But not every team is thrilled to enter March Madness. Out of last year’s 68 teams, 23 schools reported a loss for their basketball programs. Notre Dame and West Virginia each booked losses of around $2 million.
Here’s a closer look at the business of March Madness.
The 2014 NCAA Division I Men’s Final Four reached a bigger TV audience than ever before. Time Warner’s Turner Sports grossed 16.3 million total viewers during the semifinals, and the Connecticut-Florida matchup set a new single-game record for cable networks.
Approximately 21 million Americans tuned into CBS for the national championship game, which the Connecticut won over Kentucky.
The entire tournament reached 102 million unique viewers, a decline of 2.5% compared to 2013. However, viewers watched an average of 377 minutes of March Madness, up from 370 minutes.
Since 2011, March Madness has generated $4.13 billion in ad revenue for CBS and Turner, based on estimates from Kantar Media.

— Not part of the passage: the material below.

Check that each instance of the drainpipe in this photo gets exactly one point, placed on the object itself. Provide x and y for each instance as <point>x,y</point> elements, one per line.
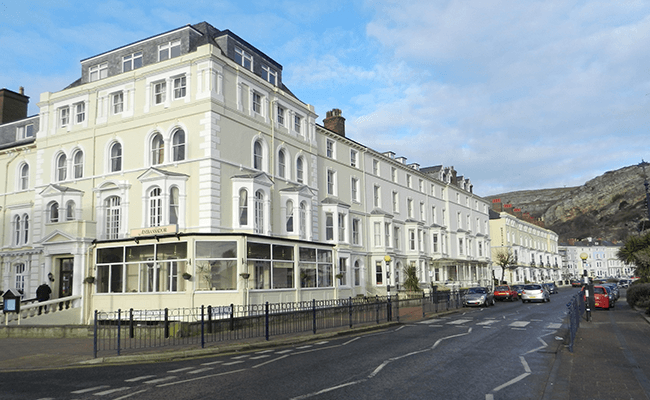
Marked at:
<point>4,194</point>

The NCAA also broadcasts games through March Madness Live, an online streaming service and mobile app.
From start to finish, March Madness Live’s viewership increased 9% to 9.9 million, while total video streams surged 42% to 70 million. Americans streamed a whopping 15.1 million live hours of the tourney. The app was downloaded 4.5 million times.
Final Four social media accounts reached 1.3 million people, up 39% year-over-year. During the semifinals and championship, the NCAA tallied 43.2 million impressions.
3. Ticket Sales
In 2014, 739,189 fans attended 36 sessions of the tournament. The First Four, a set of four play-in games hosted by the University of Dayton in Ohio, was filled to 94% capacity. Fans filled 91% of the seats at eight sites that hosted the second- and third-rounds.
The four regional sites of Anaheim, Indianapolis, New York and Memphis, were packed to 96% capacity and sold more than 181,000 tickets.
The Final Four saw record-breaking attendance of 158,682 fans. The title game was played in front of a crowd of 79,238 people, also a new record.
Although schools don’t break out sales figures, it’s clear that merchandise is a big windfall for college athletics.
The Collegiate Licensing Company, a division of IMG College, said the retail marketplace for college merchandise was estimated to reach $4.59 billion during the 2013-14 school year. The University of Texas accrued the most royalties across all sports for the ninth straight year. Alabama, Michigan, Notre Dame and Georgia completed the top five.
Notre Dame and Michigan ask for the biggest share of basketball merchandise sales. Each school receives a 20% royalty fee from licensees who make championship gear. Notre Dame earned a No. 3 seed this year, while Michigan isn’t in the tourney.
CLC represents every major NCAA school except Ohio State, Michigan State, University of Southern California and Oregon.
Nike was the top apparel licensee. Electronic Arts’ sports unit was the No. 1 non-apparel licensee, followed by sporting-goods makers Wilson and Rawlings.
According to the American Gaming Association, nearly 40 million Americans will fill out a total of 70 million brackets this year.
Americans will bet $2 billion, or $29 per bracket, during March Madness. The total amount wagered is expected to reach $9 billion.
Kentucky is the favorite to win the 2015 championship. The first-seeded Wildcats, who are undefeated at 34-0 going into the tournament, has 6/5 odds from Bovada. The Las Vegas Superbook took the unusual step of making Kentucky even favorites at 1/1, meaning the sportsbook is picking the Wildcats and giving bettors the rest of the field.
Challenger, Gray & Christmas said Americans distracted by March Madness will cost their employers $1.9 billion.